Bonamici Holds Discussion About Empty Promise of Public Service Loan Forgiveness Program
PORTLAND, OR [09/13/2019] – Today Congresswoman Suzanne Bonamici (OR-01) convened a group of Oregonians to learn more about the challenges they have encountered with the Public Service Loan Forgiveness Program, which promises to forgive the balance of student loans after borrowers complete 10 years of qualified public service and make 120 qualifying loan payments.
In recent weeks, Bonamici has been circulating a survey about student loan debt. The survey has drawn more than 600 responses so far, with many of the participants mentioning serious concerns about the Public Service Loan Forgiveness (PSLF) program. PSLF was intended to incentivize graduates with student loan debt to pursue careers in public service. Some of those who responded to the survey joined today’s roundtable.
Problems with PSLF and the Temporary Expanded Public Service Loan Forgiveness (TEPSLF) program, a fix Congress intended to provide relief to qualified borrowers who have struggled with the PSLF, have resulted in only about 1 percent of applicants qualifying for forgiveness. Participants in today’s roundtable included teachers, psychologists, public interest lawyers, community organizers, and academic administrators.
“We need people who dedicate their careers to public service – including teachers, health care workers, and non-profit leaders -- for our communities to thrive,” said Congresswoman Suzanne Bonamici. “People across Oregon and our country took jobs in public service and planned their lives around the Public Service Loan Forgiveness program, only to discover it was an empty promise. I am grateful for those who had the courage to share their experiences with this program. They and many other borrowers have upheld their end of the bargain, and I will do all I can to make sure the Department of Education does the same."
“I made 120 months of qualifying payments into the Public Service Loan Forgiveness Program, but I had to fight tooth and nail to get the Department of Education to forgive my debt,” said Kristy Fouts, a fifth-grade teacher in Beaverton. “Two months of payments didn’t count because the amount of my automatic withdrawal was a few cents off through no fault of my own. The Department has the capability to fix these problems, but they don’t do it until you start complaining. I had to seek help from outside agencies, including Congresswoman Bonamici’s office and the ombudsman at the Department of Education, before I was finally successful.” Only 1.1 percent of the 76,000 people who applied to have their loans forgiven have been successful.
“People enter public service because they’re passionate about their work,” said Holly Pennock, a paralegal from St. Helens. “At the Oregon Law Center we are able to hire some of the best and brightest law school graduates to serve our community because of the promise that their loans could be forgiven. I’m also sixty-one years old and struggling to participate in the Public Service Loan Forgiveness Program. Despite a long, successful career, I’m fearful that I will never be able to retire.”
“I’ve been engaged for three years and can’t get married because then my partner’s income would be counted toward my income-driven repayment program,” said Blair Denniberg, an executive assistant from Portland. “I consolidated my loans because the Department of Education told me I couldn’t qualify for the program until I did—but then I lost four years of payments. It’s extremely frustrating to feel like my partner’s and my happiness is on hold because of student loan debt.”

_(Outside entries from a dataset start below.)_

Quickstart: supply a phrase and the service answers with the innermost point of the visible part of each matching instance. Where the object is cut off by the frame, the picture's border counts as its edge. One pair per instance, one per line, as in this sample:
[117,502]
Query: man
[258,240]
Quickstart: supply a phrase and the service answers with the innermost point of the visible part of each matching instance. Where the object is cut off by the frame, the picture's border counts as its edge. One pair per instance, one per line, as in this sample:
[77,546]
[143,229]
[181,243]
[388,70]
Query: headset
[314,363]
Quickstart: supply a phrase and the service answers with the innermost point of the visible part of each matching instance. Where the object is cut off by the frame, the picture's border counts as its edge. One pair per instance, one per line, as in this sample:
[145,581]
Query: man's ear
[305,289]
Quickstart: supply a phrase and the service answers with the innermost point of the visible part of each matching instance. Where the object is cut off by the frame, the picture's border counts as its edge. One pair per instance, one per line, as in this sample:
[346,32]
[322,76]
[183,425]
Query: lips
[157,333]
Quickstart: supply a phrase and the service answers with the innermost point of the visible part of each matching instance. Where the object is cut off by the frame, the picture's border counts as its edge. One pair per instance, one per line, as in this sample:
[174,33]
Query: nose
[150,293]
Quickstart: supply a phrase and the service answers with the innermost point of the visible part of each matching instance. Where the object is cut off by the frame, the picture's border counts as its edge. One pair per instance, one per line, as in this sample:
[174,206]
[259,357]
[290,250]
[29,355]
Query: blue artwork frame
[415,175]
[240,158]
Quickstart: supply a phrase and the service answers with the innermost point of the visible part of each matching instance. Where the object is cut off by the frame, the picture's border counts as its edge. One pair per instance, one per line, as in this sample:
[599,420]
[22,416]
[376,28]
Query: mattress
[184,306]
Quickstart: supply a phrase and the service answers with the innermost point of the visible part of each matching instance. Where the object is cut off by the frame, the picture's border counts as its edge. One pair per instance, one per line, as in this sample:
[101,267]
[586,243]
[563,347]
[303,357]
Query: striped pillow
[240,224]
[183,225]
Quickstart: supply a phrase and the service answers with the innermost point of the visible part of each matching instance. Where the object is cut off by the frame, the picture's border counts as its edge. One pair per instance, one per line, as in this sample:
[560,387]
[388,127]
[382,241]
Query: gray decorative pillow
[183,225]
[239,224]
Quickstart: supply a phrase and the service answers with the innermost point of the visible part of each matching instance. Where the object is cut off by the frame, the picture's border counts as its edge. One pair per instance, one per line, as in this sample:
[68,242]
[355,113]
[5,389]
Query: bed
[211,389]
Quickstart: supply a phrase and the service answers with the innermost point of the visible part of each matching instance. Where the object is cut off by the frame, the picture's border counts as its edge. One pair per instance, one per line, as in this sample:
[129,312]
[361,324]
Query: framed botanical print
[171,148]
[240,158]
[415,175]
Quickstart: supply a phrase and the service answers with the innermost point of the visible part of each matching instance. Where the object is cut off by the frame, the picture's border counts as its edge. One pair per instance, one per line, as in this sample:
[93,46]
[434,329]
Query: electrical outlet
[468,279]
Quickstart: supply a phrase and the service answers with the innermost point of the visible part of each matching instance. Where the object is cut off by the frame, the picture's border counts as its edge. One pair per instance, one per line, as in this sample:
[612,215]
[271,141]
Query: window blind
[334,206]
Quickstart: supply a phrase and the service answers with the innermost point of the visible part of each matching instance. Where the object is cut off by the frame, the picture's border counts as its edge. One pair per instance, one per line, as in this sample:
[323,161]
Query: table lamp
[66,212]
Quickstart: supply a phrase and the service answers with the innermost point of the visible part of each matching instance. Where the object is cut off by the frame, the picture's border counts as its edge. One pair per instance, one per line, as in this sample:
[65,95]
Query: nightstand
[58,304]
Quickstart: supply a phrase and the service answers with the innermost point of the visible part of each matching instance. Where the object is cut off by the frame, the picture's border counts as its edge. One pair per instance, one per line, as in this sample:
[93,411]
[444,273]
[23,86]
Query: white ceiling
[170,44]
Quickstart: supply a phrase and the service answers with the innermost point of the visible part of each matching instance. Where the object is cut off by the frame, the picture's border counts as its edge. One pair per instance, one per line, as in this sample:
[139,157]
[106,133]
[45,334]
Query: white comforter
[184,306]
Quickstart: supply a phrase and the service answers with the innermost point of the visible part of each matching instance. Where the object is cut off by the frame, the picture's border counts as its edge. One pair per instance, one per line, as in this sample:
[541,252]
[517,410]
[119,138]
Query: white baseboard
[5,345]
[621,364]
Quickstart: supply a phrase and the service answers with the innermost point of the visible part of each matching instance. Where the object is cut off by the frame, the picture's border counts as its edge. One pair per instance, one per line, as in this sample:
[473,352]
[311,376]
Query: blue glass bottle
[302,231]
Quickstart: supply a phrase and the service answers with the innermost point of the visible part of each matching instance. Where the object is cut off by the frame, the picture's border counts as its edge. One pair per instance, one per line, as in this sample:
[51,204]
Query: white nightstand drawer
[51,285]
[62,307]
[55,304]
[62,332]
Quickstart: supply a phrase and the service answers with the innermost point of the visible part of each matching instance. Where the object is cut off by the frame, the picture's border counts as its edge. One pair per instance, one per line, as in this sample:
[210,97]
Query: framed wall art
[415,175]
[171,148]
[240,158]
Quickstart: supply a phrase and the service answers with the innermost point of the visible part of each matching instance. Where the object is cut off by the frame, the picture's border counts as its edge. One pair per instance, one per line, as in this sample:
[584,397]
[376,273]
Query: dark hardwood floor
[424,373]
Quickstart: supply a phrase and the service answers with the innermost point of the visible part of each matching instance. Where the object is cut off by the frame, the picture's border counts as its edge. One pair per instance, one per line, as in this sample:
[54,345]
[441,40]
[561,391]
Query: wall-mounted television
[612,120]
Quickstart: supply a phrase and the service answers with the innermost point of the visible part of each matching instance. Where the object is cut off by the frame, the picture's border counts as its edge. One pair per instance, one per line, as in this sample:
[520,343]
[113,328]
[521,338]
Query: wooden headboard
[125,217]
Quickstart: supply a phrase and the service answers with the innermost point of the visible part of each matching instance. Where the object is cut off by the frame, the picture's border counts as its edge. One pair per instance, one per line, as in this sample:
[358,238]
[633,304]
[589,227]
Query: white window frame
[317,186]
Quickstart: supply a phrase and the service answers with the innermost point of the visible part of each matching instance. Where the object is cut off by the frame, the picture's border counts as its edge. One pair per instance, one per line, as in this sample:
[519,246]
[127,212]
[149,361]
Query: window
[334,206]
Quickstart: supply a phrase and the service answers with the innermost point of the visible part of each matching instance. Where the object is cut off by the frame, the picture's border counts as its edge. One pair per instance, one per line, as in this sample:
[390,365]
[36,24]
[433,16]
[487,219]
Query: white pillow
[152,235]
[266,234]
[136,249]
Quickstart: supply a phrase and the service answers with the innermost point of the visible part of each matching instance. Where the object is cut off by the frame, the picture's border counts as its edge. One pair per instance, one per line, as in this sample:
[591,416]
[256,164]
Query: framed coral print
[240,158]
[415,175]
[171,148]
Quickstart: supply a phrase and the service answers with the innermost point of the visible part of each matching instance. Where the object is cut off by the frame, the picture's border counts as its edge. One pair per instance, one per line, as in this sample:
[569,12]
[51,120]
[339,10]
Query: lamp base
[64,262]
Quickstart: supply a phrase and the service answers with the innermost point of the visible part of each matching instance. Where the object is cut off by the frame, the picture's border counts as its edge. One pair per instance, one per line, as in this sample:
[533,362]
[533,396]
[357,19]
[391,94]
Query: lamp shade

Bonamici plans to share some of the stories she heard during today’s roundtable at an oversight hearing on PSLF and TEPSLF, which the House Education and Labor Committee scheduled for Sept. 19.
She is also continuing her work on the bipartisan SIMPLE Act, which will reduce student loan defaults by connecting struggling borrowers with income-driven repayment plans so they can repay their student loan debt based on financial ability.